A Drop of Water in an Endless Sea
A Cupful of Space
By Mildred Clingerman
Mildred Clingerman’s 1961 A Cupful of Space is a collection of speculative fiction short stories.
But first! Who was Mildred Clingerman and why would I suddenly decide to reread the earlier of her two collections?
Clingerman was active as a writer in the 1950s (and a few years before and after), when women were a comparatively small fraction of speculative fiction writers. Women were an even smaller fraction of speculative fiction protagonists. But Clingerman wrote about women.
Her stories appeared in The Magazine of Fantasy & Science Fiction, as well as Good Housekeeping and Colliers. During her most prolific period, her stories were frequently anthologized, even by women-shy editors like Groff Conklin.
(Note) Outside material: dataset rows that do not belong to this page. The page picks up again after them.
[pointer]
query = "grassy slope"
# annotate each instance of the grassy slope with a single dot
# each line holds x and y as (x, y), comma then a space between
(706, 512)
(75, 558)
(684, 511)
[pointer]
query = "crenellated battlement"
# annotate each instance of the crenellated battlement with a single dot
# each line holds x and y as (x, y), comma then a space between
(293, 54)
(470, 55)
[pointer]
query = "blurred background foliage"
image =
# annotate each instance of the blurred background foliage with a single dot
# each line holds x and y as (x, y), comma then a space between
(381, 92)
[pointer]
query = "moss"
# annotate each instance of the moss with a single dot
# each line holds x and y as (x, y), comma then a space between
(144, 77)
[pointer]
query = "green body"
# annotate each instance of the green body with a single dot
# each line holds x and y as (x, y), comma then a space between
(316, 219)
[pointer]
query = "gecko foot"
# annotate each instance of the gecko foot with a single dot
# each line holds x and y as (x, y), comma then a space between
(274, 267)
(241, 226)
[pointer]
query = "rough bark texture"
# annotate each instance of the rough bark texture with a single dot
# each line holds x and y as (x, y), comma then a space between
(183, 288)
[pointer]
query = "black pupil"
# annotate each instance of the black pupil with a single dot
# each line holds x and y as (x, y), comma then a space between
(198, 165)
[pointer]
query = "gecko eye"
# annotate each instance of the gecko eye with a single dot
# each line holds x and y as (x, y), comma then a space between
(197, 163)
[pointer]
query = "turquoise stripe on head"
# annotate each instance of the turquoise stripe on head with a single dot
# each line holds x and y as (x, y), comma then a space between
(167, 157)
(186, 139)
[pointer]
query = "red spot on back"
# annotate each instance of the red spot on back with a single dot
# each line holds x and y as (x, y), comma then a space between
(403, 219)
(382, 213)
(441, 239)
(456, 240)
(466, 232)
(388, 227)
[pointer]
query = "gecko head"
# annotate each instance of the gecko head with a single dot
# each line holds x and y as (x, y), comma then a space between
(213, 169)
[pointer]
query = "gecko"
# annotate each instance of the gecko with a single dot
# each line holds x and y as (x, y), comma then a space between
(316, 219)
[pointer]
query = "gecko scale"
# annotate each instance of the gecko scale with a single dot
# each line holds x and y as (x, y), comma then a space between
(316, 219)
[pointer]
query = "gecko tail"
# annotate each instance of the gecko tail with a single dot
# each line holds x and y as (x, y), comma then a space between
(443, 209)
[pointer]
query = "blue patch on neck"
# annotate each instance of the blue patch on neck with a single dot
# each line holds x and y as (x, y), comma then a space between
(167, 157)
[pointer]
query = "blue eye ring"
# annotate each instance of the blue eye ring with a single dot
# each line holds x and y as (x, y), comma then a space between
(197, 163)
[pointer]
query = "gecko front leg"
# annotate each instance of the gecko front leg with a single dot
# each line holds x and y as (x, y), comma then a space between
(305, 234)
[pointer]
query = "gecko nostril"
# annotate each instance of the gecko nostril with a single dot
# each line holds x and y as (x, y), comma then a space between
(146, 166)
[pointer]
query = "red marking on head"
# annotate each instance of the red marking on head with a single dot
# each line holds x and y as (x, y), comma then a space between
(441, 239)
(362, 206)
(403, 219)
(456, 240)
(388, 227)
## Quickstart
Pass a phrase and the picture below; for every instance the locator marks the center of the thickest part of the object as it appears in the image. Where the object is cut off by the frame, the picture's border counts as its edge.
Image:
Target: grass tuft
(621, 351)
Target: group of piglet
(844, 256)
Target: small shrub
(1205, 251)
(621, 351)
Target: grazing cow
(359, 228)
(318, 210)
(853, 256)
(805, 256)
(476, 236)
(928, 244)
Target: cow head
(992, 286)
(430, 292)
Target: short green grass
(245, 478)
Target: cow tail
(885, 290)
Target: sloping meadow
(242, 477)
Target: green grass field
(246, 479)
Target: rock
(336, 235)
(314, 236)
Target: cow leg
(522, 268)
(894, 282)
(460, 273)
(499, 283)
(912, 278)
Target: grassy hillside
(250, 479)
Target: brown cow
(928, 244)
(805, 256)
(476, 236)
Clingerman is notable enough to have an entry in the Science Fiction Encyclopedia, even though my understanding is that the SFE prefers its authors to have published at least one novel. Clingerman never wrote a novel (the field being focused on short works seventy years ago).
Time has been the enemy here and her works do not often appear in more recent anthologies.
I got the urge to reread her because one of her stories was in the Merril collection I read earlier this week. I selected this Clingerman collection because I read it as a teen, in the correct date range to appear in the Because My Tears are Delicious to You reviews.
Clingerman’s habitual brevity meant that the short volume contains a surprising number of stories, stories covering a vast range of tone and subject. Her often pointed commentary is delivered with ruthless (although often comedic) efficiency. Really, you can’t go wrong picking A Cupful of Space as your introduction to Clingerman … except that it’s been out of print for sixty years.
Happily, there is The Clingerman Files, which I will get to soon enough.
“First Lesson” • (1956) • short story
Haunted by prophetic visions of her husband’s death, a military wife resorts to extremes to save him.
“Stickeney and the Critic” • (1953) • short story
A visiting critic provides some food of thought to a rustic family.
“Stair Trick” • (1952) • short story
A lonely bartender finds a woman who shares his vision.
“Minister Without Portfolio” • (1952) • short story
Humanity is saved by the chance that one of the people by which aliens judge us is a pleasant old woman filled with basic human decency.
“Birds Can’t Count” • (1955) • short story
The very story that got me wanting to reread this book! A woman discovers to her delight that she has a voyeur. She is displeased to discover she is only very nearly correct: she is only adjacent to the target.
In its way, this foreshadows both “the internet is for porn” and “send more cat pictures.”
“The Word” • (1953) • short story
Desperate aliens are saved from certain starvation by their fortuitous selection of a date on which to forage for food in an American town.
I am certain I reread this recently. No sure where; nothing in its ISFDB entry looks familiar, except of course for this collection.
“The Day of the Green Velvet Cloak” • (1958) • short story
A woman too timid to tell her overbearing fiancé that she does not love or even like him is rescued from unwanted marriage by an imprudent purchase and a short episode of time travel.
“Winning Recipe” • (1952) • short story
Faced with the prospect of automation stealing from her the joy of cooking, a determined spinster in the far off year of 2002 maliciously explores the limits of artificial intelligence.
The automatic cook is called a Kitchen Autocrat, which suggests to me marketing had an off day. The story does not go where you would expect a story featuring a Kitchen Autocrat to go.
“Letters from Laura” • (1954) • short story
A time tourist is highly displeased by the difference between the experience she was promised and the experience she gets.
“The Last Prophet” • (1955) • short story
A boring man finally finds a willing audience. Too late.
“Mr. Sakrison’s Halt” • (1956) • short story
An increasingly dotty old woman searches endlessly for her lost lover, undeterred by — refusing to acknowledge or accommodate — the institutional unpleasantness of the Jim Crow-era South.
“The Wild Wood” • (1957) • short story
A long-suffering housewife yearns to avoid her stalker … in vain.
“The Little Witch of Elm Street” • (1956) • short story
A determined and precocious girl resorts to the occult arts to save a terrifying four-year-old from herself. Saving everyone else from the toddler is a welcome bonus!
“A Day for Waving” • (1957) • short story
A little girl struggling with the loss of her father, the prospect of a stepfather, and the reality that her grandmother’s grating exterior conceals a genuinely unpleasant core receives comfort from an unexpected direction.
“The Gay Deceiver” • short story
A hard-working woman accompanies Papa Frolic as he delights children across America … until she makes the mistake of delving too deeply into Papa Frolic’s activities.
“A Red Heart and Blue Roses” • short story
A housewife does her best to resist the efforts of a determined young man to become part of her family, but her best will not be good enough.